Home Insurance And Hurricanes

home house, money sign
In the wake of Hurricane Katrina, many homeowners in Louisiana and the Gulf region are finding out the hard way that their homes are underinsured and often covered by the wrong kind of policies. Financial adviser Ray Martin takes on a painful topic in his regular appearance on The Early Show Thursday.

While most homeowners have homeowner's insurance policies, many homeowners are not adequately protecting their homes. According to Marshall & Swift/Boeckh, an expert source of building cost information to the property and casualty insurance industry, about two out of every three homes in America are underinsured by an average of 27 percent.

And this underinsurance problem is painfully exposed when homeowners face a total and unexpected loss as did many homeowners in Louisiana and the Gulf region who were affected by Hurricane Katrina.
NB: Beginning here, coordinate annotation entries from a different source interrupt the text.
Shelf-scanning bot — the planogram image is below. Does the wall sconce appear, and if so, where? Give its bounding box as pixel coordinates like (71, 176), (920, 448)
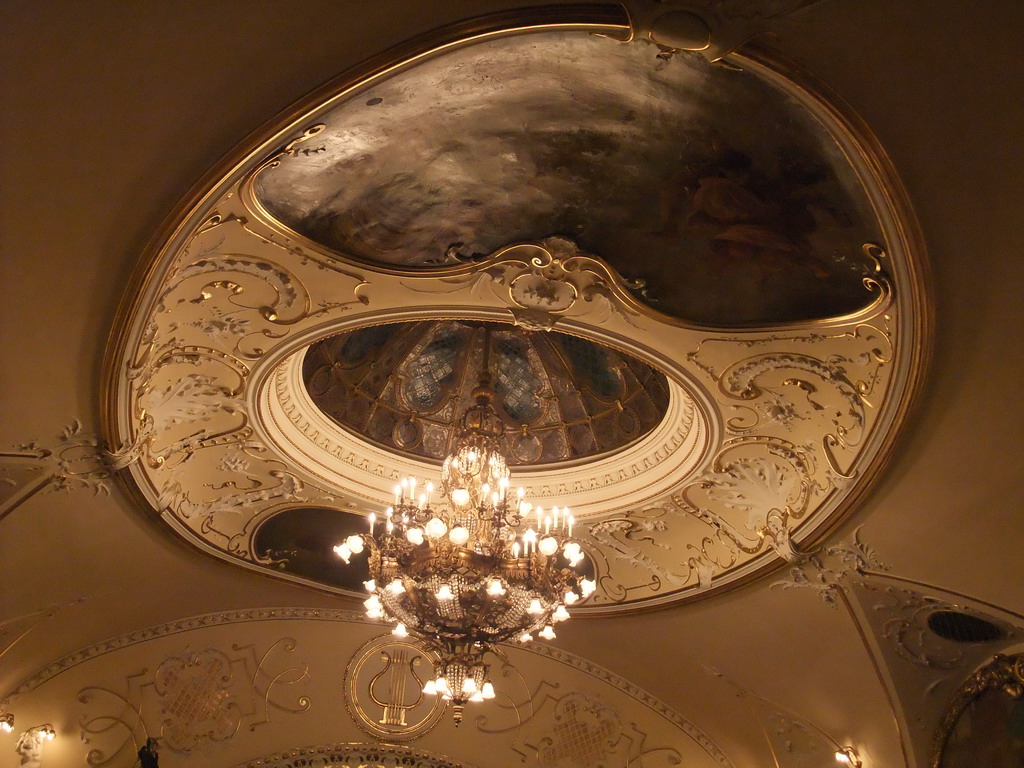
(836, 746), (864, 768)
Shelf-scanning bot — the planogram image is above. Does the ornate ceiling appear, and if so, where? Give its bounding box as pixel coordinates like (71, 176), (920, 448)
(0, 0), (1024, 768)
(108, 9), (924, 612)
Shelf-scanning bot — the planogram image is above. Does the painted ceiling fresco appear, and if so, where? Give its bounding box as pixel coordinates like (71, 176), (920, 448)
(303, 321), (669, 466)
(256, 32), (878, 327)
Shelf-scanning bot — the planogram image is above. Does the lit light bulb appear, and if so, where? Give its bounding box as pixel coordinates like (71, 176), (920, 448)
(434, 584), (455, 600)
(406, 528), (423, 547)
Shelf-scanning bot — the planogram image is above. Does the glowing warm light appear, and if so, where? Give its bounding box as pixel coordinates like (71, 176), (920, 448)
(335, 348), (597, 724)
(406, 528), (423, 546)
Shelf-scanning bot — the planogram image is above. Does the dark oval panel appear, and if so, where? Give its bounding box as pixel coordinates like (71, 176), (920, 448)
(928, 610), (1006, 643)
(253, 507), (370, 592)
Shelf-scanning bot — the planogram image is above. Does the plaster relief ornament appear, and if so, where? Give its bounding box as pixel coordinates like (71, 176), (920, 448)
(103, 2), (929, 626)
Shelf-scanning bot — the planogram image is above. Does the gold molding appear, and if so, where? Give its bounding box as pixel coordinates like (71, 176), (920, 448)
(102, 6), (931, 610)
(929, 653), (1024, 768)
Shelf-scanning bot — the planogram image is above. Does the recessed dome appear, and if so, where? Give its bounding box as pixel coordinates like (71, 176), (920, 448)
(302, 321), (669, 466)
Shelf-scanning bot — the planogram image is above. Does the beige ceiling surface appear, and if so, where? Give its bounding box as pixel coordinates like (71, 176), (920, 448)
(0, 0), (1024, 768)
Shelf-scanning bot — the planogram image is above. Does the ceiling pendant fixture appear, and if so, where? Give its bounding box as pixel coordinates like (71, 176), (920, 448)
(335, 334), (596, 725)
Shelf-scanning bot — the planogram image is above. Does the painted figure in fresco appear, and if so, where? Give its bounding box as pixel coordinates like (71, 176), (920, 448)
(138, 736), (160, 768)
(687, 152), (831, 280)
(14, 729), (43, 768)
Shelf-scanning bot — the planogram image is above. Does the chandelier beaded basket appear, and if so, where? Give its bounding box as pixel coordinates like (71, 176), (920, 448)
(335, 343), (596, 725)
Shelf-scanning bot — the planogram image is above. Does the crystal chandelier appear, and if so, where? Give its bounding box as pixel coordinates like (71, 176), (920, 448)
(335, 352), (596, 725)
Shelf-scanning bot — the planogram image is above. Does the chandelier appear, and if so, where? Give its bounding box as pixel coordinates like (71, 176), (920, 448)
(334, 346), (596, 725)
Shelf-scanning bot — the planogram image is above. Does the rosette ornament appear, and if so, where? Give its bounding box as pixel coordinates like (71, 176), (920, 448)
(335, 362), (596, 724)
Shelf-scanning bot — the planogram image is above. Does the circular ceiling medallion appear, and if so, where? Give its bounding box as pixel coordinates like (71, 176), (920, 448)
(105, 6), (928, 613)
(345, 635), (446, 741)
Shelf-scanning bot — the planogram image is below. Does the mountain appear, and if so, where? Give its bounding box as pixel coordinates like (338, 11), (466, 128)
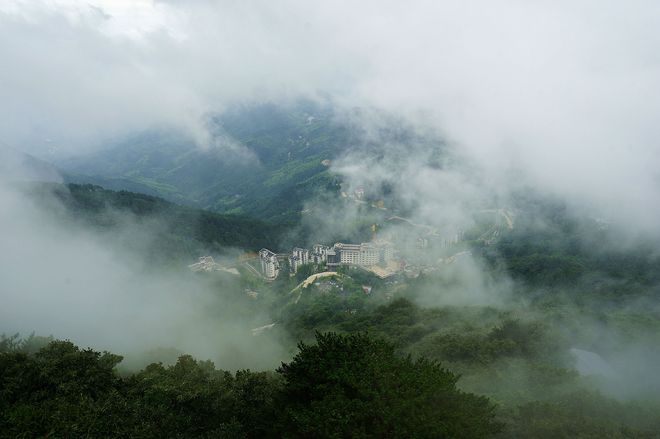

Much of the damage from that hurricane would be covered by private insurance or government funds. But if recent history is any guide, many people will find that their cost of rebuilding will outstrip the benefits provided by their insurance.

For example, more than 3,700 homeowners in California suffered total loss in the wildfires two years ago. According to John Garamendi, the state's insurance commissioner, a large proportion of those homeowners found out that the money their insurance provided fell far short of what they needed to rebuild the homes that they lost.

Pointing Fingers

Buying the right amount and right type of insurance means larger insurance policy premiums for the insurers. And insurance companies say that homeowners, all too often, do not step up to the responsibility of buying adequate coverage for their homes. When homeowners remodel and improve their homes, they sometimes fail to follow through with a call to their insurance agent to update their coverage.

Another contributor is the surging price of lumber, steel and other building materials and the rising costs due to new building codes and escalating energy and labor costs.

Consumer groups say that the problem lies in the way that homeowner's insurance is sold. In the competitive marketplace of selling homeowner's insurance, the last thing an agent wants is for the customer to run down the street to a competitor because they got a quote for $50 a year less. They say many agents provide quick quotes to close a sale, lack the training to properly assess the value of the homes they insure and often rely on over-the-phone interviews and computer programs to estimate the value of the dwelling to insure.

The result is that consumers buy cheaply priced coverage that they mistakenly believe will replace their home in the event of a full loss.

The insurance industry's position is that the insured has the duty to select the proper policy coverage limits, a position that is supported by laws in many states. However, if you repeatedly ask your insurance company, agent or broker to provide the proper coverage limits in your policy so that your coverage is sufficient to fully cover the cost to replace or rebuild your home and you are advised that your coverage is sufficient, then the insurance company, agent or broker has assumed a special duty of care and you may have a right to seek full coverage of your loss.